There is no right and wrong or righteousness or unrighteousness. What you have
is good and less good. To accuse people of being capable of evil is just
excoriating them. To accuse somebody of sin or to say that sinners deserve Hell
is really saying you hate them at some level. The hate is real no matter how
much you pretend it's not there. For the Church to condemn sin as very very
serious and to make an abomination of it and then to let them off lightly with
it shows its good training for somebody that wants to trivialise suicide
bombings etc. The intention to trivialise is there in both cases.
BIBLE, TEMPORAL PUNISHMENT AND INDULGENCES
The doctrine of indulgences is not in the Bible. Not only that but it is
irreconcilable with it.
When Jesus told the apostles and disciples that whatever they bind on earth is
bound in Heaven. Catholicism sees indulgences there. But he was promising them the infallible inspiration necessary to
give the truth to the world. Whatever error they tied up to keep it from
spreading on the earth would be tied up in Heaven. In the originals he said
whatever they bind shall have been bound in Heaven not whoever.

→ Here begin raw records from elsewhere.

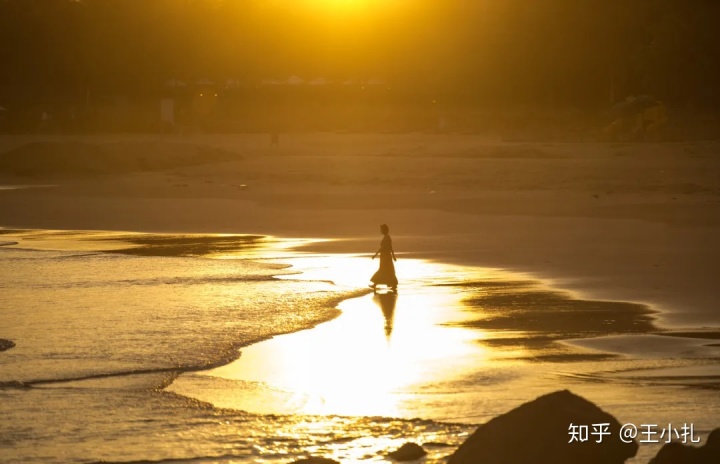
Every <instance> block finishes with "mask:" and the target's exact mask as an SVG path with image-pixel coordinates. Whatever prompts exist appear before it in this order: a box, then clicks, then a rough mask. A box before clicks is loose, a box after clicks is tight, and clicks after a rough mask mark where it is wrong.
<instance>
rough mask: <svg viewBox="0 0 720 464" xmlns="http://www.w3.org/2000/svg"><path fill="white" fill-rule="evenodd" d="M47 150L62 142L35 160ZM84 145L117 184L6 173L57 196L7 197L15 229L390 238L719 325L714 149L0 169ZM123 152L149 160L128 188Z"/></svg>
mask: <svg viewBox="0 0 720 464" xmlns="http://www.w3.org/2000/svg"><path fill="white" fill-rule="evenodd" d="M38 141H42V142H43V143H46V142H47V143H46V145H45V146H44V148H42V149H38V150H36V152H33V151H32V150H28V149H27V148H23V147H24V146H26V145H27V144H28V143H35V142H38ZM68 142H73V143H83V144H85V145H93V146H98V147H101V148H100V149H99V150H100V151H99V153H98V156H99V157H100V158H102V154H103V153H105V158H107V159H105V160H104V161H103V162H98V163H97V165H98V169H99V168H100V167H102V168H103V169H104V170H101V171H98V172H99V173H98V172H93V173H91V174H88V173H87V172H85V171H84V170H80V171H77V170H76V171H73V170H72V169H69V168H68V169H64V170H63V171H61V172H52V171H50V172H48V170H47V169H44V168H43V169H41V170H35V171H33V170H30V171H29V172H26V171H23V172H21V173H18V172H15V171H14V170H13V164H12V163H10V162H8V163H6V164H5V165H4V166H3V168H2V169H0V183H2V184H3V185H28V184H33V183H34V184H38V185H56V187H49V188H43V189H18V190H4V191H2V192H0V210H2V211H3V218H2V225H3V226H6V227H31V228H45V229H65V228H73V229H81V230H89V229H96V230H133V231H147V232H182V233H235V234H238V233H240V234H256V235H271V236H272V235H277V236H283V237H299V238H316V237H325V238H336V239H341V240H336V241H330V242H324V243H319V244H312V245H311V246H310V248H308V250H309V251H319V252H324V251H331V252H343V253H346V252H350V253H356V252H367V251H368V250H373V249H375V247H376V245H377V243H376V242H377V236H376V235H375V228H376V227H377V224H380V223H384V222H387V223H390V225H391V232H392V235H393V237H394V238H395V239H396V242H397V243H398V245H399V247H398V251H399V252H405V253H409V254H407V255H405V256H407V257H415V258H421V259H436V260H440V261H443V262H453V263H457V264H471V265H480V266H485V267H493V268H503V269H508V270H512V271H517V272H526V273H531V274H534V275H535V276H536V277H539V278H543V279H553V280H554V281H555V282H556V283H557V284H558V287H562V288H564V289H569V290H573V291H575V292H578V293H579V294H580V296H581V297H583V298H590V299H600V300H625V301H635V302H640V303H645V304H648V305H652V306H653V307H654V308H657V309H660V310H661V313H660V314H659V315H658V317H659V318H660V319H661V320H662V323H663V325H665V326H668V327H672V328H673V329H677V330H682V329H683V327H690V328H692V329H693V330H694V329H695V328H697V327H717V324H718V320H720V316H719V315H718V310H717V301H719V300H720V293H719V292H720V289H719V288H718V287H717V285H715V276H716V275H718V274H719V273H720V245H719V244H718V242H717V237H718V236H719V235H720V219H718V218H720V196H719V195H720V184H718V182H719V181H718V177H717V175H716V173H717V172H718V169H719V166H718V165H719V164H720V156H717V154H718V151H719V148H718V147H719V145H718V144H717V143H714V142H696V143H668V144H652V143H647V144H592V143H587V144H545V143H516V144H513V143H500V142H497V141H493V140H488V139H486V138H481V137H477V136H472V135H428V134H397V135H372V134H368V135H338V134H288V135H287V136H284V137H283V146H282V147H280V148H279V149H271V148H270V147H269V146H268V145H267V143H268V142H267V138H266V137H265V136H263V135H239V136H203V135H198V136H188V137H180V138H178V137H157V136H88V137H45V138H23V137H3V138H1V139H0V150H3V149H4V150H5V153H0V158H2V157H5V156H9V155H12V156H18V155H17V153H16V152H14V151H13V150H20V149H22V150H24V151H22V154H23V156H25V157H32V156H33V155H35V158H36V159H35V160H34V163H35V164H36V165H37V164H42V163H43V162H44V160H46V159H48V158H52V156H53V153H54V151H53V150H54V149H57V150H60V151H61V152H63V156H71V155H72V151H68V148H67V146H68V145H67V144H68ZM53 144H60V145H62V149H60V148H57V147H56V146H55V145H53ZM36 148H38V147H36ZM86 151H87V150H86ZM118 153H133V158H132V159H133V160H134V161H133V162H124V163H120V164H119V165H118V166H117V170H115V171H113V166H114V164H113V163H115V164H118V163H119V161H117V160H122V158H121V157H120V156H119V155H118ZM198 154H200V155H198ZM143 158H153V159H157V160H156V161H154V162H153V163H150V164H148V163H147V162H145V163H143V162H141V159H143ZM12 159H13V158H8V160H10V161H12ZM90 159H91V160H92V158H90ZM198 163H199V164H198ZM96 171H97V170H96Z"/></svg>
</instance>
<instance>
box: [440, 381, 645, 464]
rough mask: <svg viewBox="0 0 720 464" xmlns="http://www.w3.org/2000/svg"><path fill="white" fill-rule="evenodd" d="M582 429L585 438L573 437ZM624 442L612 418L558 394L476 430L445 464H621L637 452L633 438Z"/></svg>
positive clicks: (568, 396) (538, 400)
mask: <svg viewBox="0 0 720 464" xmlns="http://www.w3.org/2000/svg"><path fill="white" fill-rule="evenodd" d="M573 427H574V428H573ZM581 427H582V430H583V431H585V432H588V433H587V434H584V432H583V433H581V434H579V435H578V434H577V433H576V434H575V435H573V433H572V432H573V431H576V432H577V431H578V430H580V428H581ZM626 440H627V442H623V441H621V439H620V423H619V422H618V421H617V420H616V419H615V418H614V417H613V416H611V415H610V414H608V413H606V412H604V411H603V410H601V409H600V408H598V407H597V406H596V405H595V404H593V403H591V402H590V401H588V400H586V399H584V398H581V397H579V396H577V395H575V394H573V393H571V392H570V391H568V390H562V391H557V392H554V393H550V394H547V395H544V396H541V397H539V398H537V399H535V400H533V401H530V402H528V403H525V404H523V405H520V406H518V407H517V408H515V409H513V410H512V411H510V412H507V413H505V414H503V415H500V416H498V417H495V418H494V419H492V420H490V421H489V422H487V423H486V424H484V425H481V426H480V427H479V428H478V429H477V430H476V431H475V433H473V434H472V435H471V436H470V437H469V438H468V439H467V440H465V442H464V443H463V444H462V445H460V447H459V448H458V449H457V450H456V451H455V453H453V455H452V456H451V457H450V460H449V461H448V464H470V463H473V464H474V463H478V462H482V463H483V464H499V463H503V464H515V463H517V464H520V463H523V464H524V463H528V462H552V463H553V464H575V463H580V462H581V463H583V464H614V463H617V464H621V463H624V462H625V461H626V460H627V459H628V458H631V457H633V456H635V453H637V450H638V444H637V443H636V442H635V440H634V439H632V438H630V439H627V438H626ZM598 441H599V442H598Z"/></svg>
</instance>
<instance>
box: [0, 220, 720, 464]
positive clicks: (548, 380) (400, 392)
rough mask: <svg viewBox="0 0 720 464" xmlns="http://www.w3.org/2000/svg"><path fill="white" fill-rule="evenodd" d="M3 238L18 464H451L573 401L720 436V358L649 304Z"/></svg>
mask: <svg viewBox="0 0 720 464" xmlns="http://www.w3.org/2000/svg"><path fill="white" fill-rule="evenodd" d="M5 232H6V233H5V234H4V237H3V238H2V240H3V241H4V242H10V243H11V244H10V245H6V246H0V272H1V273H2V278H1V279H0V339H6V340H11V341H12V342H14V343H15V346H14V347H12V348H10V349H8V350H6V351H1V352H0V413H1V414H0V418H1V419H0V461H1V462H13V463H14V462H43V463H51V462H78V463H80V462H97V461H103V462H155V461H157V462H173V461H180V462H272V463H286V462H292V461H294V460H295V459H297V458H300V457H305V456H310V455H315V456H326V457H332V458H335V459H338V460H340V461H342V462H367V461H370V462H378V461H379V462H383V461H387V458H386V457H385V453H386V452H387V451H388V450H392V449H394V448H397V447H399V446H400V445H401V444H402V443H405V442H407V441H414V442H416V443H421V444H423V445H424V446H425V448H426V450H427V451H428V452H429V456H428V460H427V461H428V462H442V460H443V459H444V458H445V457H446V456H447V455H449V454H451V453H452V451H453V450H454V448H455V447H456V446H457V445H459V444H460V443H461V442H462V441H463V440H464V439H465V438H466V437H467V436H468V434H470V433H472V431H474V429H475V426H476V424H479V423H482V422H485V421H487V420H489V419H491V418H492V417H494V416H496V415H498V414H502V413H503V412H506V411H508V410H509V409H511V408H513V407H515V406H517V405H519V404H521V403H523V402H526V401H530V400H532V399H534V398H535V397H537V396H539V395H541V394H544V393H548V392H551V391H555V390H558V389H561V388H569V389H570V390H572V391H573V392H576V393H579V394H581V395H583V396H585V397H586V398H588V399H590V400H591V401H594V402H595V403H597V404H598V405H600V406H601V407H602V408H603V409H605V410H606V411H608V412H610V413H612V414H614V415H615V416H616V417H618V419H619V420H620V421H621V422H634V423H637V424H638V425H639V424H641V423H658V424H662V423H667V422H673V423H679V422H688V423H690V422H692V423H694V424H695V428H696V431H697V433H698V434H700V436H701V437H702V436H703V435H704V436H707V433H708V432H709V431H710V430H711V429H712V428H713V427H717V426H718V425H720V424H718V422H720V421H719V420H718V418H719V417H720V413H719V411H720V409H719V408H720V395H717V387H716V384H717V379H718V378H720V372H718V369H717V359H718V358H719V357H720V354H718V348H717V347H716V346H713V345H714V344H713V343H709V342H708V341H707V340H701V341H698V339H697V338H687V337H661V336H659V335H657V334H655V333H654V332H655V331H656V329H657V328H656V327H654V326H653V324H652V311H651V310H649V309H648V308H645V307H642V306H640V305H632V304H625V303H618V304H612V303H608V302H604V303H603V302H584V301H580V300H576V299H573V298H571V297H568V296H567V295H565V294H563V293H561V292H559V291H558V290H557V289H552V288H551V287H550V286H548V284H547V283H545V282H539V281H537V280H532V279H530V278H529V277H528V276H519V275H513V274H509V273H506V272H503V271H501V270H496V269H484V268H474V267H463V266H449V265H443V264H441V263H435V262H427V261H420V260H403V259H402V257H401V259H400V261H399V262H398V274H399V275H400V277H401V281H402V286H401V289H400V294H399V295H371V294H368V289H367V288H365V287H364V285H365V280H366V277H367V276H368V275H370V273H371V272H372V270H373V268H374V266H375V265H376V262H373V261H371V260H370V259H369V258H368V257H366V256H355V255H327V254H325V255H313V254H305V253H301V252H297V251H293V250H292V249H291V248H292V246H294V245H297V244H298V243H300V242H298V241H293V240H281V239H273V238H267V237H243V236H159V235H146V234H129V233H97V232H96V233H90V232H68V231H54V232H53V231H25V232H11V233H7V232H8V231H5ZM15 242H17V244H12V243H15ZM338 308H339V309H338ZM570 314H572V315H574V316H573V317H570V316H569V315H570ZM559 320H562V321H564V322H563V323H562V324H559V325H558V323H557V322H553V321H559ZM304 329H310V330H304ZM282 334H285V335H282ZM566 339H572V340H570V341H566ZM658 339H659V340H658ZM656 449H657V447H653V446H651V445H647V446H641V448H640V454H639V457H638V459H637V460H636V462H646V461H647V459H648V458H649V457H650V456H652V455H653V454H654V452H655V451H656Z"/></svg>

We can’t get an indulgence unless we have temporal punishment to undergo or
unless we are getting the indulgence for somebody else and not ourselves –
giving it away in effect. But if I do not get rid of that punishment by penance
which is better than doing nothing until I manage to win an indulgence I am
committing a sin. It is a debt that must be paid fast. It is a sin to wait for
an indulgence. Temporal punishment is supposed to be about healing the person’s
preference for things other than God (Catechism of the Catholic Church, 1472).
It is not needed when an indulgence earned for you by somebody else can get rid
of it and simply forces people to sin more. The Church is lying.
Moses was still allegedly still punished by God after he was forgiven for
sinning but that could have been because he reversed his repentance or did not
fit in with God’s purpose because of what he had done (Deuteronomy 4:21) so this
episode does not prove temporal punishment. Moses explained that God could not
undo what he decided to do over Moses’ sin on account of the people. It could be
that God decided to punish Moses by doing X but when Moses repented he still had
to do X but for a different reason. To harm Moses for a different reason would
not be punishing him – the motive makes a difference.
1 Kings 21:29 does not prove temporal punishment for God merely promises to
ensure that Ahab’s repentance will lessen the evil he will send or more
accurately, permit. Ahab did terrible things and would still have to deal with
the results of his actions but the results would be lessened when he changed his
ways and treated other people better. Nothing in that implies anything about
temporal punishment. 2 Samuel 12:14 says even though David has repented and been
forgiven by God his child will still die. But that might have been for
deterrence or to avert the possibility that the child would grow up and thwart
the divine plan.
The Bible insists that salvation is by faith alone. Indulgences are no good.